Supongamos que María no hubiese sido mansa, con la mansedumbre del Salvador, y se hubiese negado a aceptar el anuncio del ángel. Dios hubiese buscado otra. Dios pudo haber elegido a cualquier mujer y cualquier mujer hubiera podido ser la madre del Salvador. 
La maternidad de la Virgen no se dio por mérito propio, sino porque Dios la predestinó desde toda la eternidad y obró en ella para que fuera efectivamente la madre del Mesías. Eso no se dio por esfuerzo alguno de parte de ella. A la misma vez, ella es el modelo de nuestra propia predestinación. Ni tan siquiera se nos puede ocurrir la inquietud de la fe si Dios así no lo dispone.  
Ella fue predestinada, pero eso no anuló su personalidad. El “sí” de su aceptación a lo que le anunció el ángel, eso sólo ella pudo darlo. Dios no podía predestinarla a dar el sí, es decir, ella fue dueña de aceptar, o rechazar. Por eso tuvo más mérito por su fe, que por su maternidad, o por su virginidad.
En ese sentido es que también podemos decir que ser madre o padre, eso no es distintivo de alguien en particular.

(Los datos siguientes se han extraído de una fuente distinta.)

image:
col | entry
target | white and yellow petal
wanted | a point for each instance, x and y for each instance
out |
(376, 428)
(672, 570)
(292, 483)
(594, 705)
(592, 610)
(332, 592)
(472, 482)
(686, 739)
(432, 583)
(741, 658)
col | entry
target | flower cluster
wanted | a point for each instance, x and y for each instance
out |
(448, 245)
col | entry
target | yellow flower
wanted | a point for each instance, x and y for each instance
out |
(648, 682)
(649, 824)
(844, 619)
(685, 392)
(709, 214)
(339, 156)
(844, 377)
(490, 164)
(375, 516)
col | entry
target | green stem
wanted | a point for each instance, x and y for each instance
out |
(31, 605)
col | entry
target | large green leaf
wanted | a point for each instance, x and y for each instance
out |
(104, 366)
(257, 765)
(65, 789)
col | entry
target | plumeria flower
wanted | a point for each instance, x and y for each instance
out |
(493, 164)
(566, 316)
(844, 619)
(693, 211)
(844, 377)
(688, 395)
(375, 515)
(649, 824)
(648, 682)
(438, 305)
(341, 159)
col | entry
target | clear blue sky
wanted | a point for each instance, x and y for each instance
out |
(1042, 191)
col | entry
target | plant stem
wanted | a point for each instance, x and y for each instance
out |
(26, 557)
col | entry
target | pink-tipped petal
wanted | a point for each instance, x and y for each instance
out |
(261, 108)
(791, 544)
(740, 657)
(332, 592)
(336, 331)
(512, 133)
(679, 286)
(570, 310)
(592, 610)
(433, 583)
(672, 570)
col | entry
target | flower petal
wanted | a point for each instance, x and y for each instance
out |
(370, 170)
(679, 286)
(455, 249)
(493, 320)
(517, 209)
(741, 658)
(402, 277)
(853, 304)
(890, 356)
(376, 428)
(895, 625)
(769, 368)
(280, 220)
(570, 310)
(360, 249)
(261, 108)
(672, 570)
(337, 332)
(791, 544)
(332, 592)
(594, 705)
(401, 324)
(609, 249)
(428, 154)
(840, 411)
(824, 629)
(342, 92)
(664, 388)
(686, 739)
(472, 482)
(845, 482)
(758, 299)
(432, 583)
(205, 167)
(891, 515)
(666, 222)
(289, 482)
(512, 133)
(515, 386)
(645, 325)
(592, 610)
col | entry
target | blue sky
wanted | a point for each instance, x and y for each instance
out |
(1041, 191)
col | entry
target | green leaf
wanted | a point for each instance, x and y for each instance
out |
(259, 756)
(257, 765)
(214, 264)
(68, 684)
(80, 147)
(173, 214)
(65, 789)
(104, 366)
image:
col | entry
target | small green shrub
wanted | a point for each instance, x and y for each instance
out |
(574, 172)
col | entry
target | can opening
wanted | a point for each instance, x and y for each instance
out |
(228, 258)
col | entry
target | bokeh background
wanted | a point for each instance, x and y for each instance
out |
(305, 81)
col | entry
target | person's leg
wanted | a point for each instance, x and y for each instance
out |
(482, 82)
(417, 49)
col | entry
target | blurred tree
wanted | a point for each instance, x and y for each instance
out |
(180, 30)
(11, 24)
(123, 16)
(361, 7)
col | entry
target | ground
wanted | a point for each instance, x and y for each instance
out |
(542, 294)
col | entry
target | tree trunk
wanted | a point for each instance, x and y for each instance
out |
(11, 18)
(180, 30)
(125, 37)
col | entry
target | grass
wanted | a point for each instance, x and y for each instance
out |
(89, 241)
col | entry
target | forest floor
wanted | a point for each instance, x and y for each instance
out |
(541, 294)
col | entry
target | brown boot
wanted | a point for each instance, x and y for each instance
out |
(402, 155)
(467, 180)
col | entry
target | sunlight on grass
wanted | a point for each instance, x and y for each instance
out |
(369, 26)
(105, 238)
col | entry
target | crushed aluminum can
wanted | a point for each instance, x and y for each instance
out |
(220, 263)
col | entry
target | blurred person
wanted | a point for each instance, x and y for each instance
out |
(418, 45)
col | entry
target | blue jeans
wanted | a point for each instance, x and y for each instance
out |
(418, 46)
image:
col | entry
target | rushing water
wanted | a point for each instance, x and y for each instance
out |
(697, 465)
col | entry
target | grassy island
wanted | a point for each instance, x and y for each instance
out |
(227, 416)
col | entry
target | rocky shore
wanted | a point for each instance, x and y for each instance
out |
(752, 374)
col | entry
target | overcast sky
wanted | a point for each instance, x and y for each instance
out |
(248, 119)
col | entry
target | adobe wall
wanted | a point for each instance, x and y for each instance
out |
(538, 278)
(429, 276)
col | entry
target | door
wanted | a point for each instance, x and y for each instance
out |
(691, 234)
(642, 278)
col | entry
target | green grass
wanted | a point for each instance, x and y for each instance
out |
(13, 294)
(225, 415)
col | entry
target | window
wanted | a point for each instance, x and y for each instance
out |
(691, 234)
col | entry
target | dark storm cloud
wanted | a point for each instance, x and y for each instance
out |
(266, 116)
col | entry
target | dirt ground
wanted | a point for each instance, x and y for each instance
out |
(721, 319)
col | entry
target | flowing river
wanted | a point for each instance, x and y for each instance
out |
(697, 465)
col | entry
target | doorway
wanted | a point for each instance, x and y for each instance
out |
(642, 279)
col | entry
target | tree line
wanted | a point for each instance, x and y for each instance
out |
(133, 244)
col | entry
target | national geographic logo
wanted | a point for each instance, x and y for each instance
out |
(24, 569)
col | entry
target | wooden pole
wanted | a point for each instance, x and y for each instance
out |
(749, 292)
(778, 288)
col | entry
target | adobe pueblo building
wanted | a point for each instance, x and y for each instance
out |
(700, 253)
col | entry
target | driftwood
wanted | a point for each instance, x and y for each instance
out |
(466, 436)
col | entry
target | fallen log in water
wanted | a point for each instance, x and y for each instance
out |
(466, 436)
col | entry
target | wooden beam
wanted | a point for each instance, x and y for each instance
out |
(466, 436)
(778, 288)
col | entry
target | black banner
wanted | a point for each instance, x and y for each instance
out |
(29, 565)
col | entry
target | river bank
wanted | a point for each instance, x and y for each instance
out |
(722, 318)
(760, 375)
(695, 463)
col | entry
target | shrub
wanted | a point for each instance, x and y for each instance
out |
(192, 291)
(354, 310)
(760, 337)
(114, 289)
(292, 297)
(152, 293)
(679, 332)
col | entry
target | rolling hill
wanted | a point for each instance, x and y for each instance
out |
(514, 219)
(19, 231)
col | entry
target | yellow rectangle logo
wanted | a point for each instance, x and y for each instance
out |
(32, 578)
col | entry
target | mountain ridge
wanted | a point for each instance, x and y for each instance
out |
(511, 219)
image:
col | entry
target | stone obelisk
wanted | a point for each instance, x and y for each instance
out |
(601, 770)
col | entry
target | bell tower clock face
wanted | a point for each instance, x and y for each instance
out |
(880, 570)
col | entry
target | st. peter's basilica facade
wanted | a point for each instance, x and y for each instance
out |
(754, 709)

Nadie nos va a montar un monumento por ser padre o madre. Tampoco alguien va a erigir un monumento por solamente hacer lo que se suponía que uno hiciera como una persona normal. Uno reconoce la singularidad de alguien que, frente lo que le puede llevar en una dirección, escoge ir por otra ruta que también se le presenta y que no es la que el común de los mortales adoptaría.
El sacrificio de María es análogo al sacrificio que Jesús presentó al Padre, como lo es nuestro sacrificio en relación con Jesús. Sustitúyase la palabra “sacrificio” por “sacerdocio”. El sacerdocio de María es análogo al sacerdocio de Jesús, lo mismo que nuestro sacerdocio en relación con Jesús.
Someternos a la voluntad de Dios, mientras estamos atentos a los signos de los tiempos, a la revelación de los designios de Dios, ese es nuestro sacrificio y nuestro sacerdocio.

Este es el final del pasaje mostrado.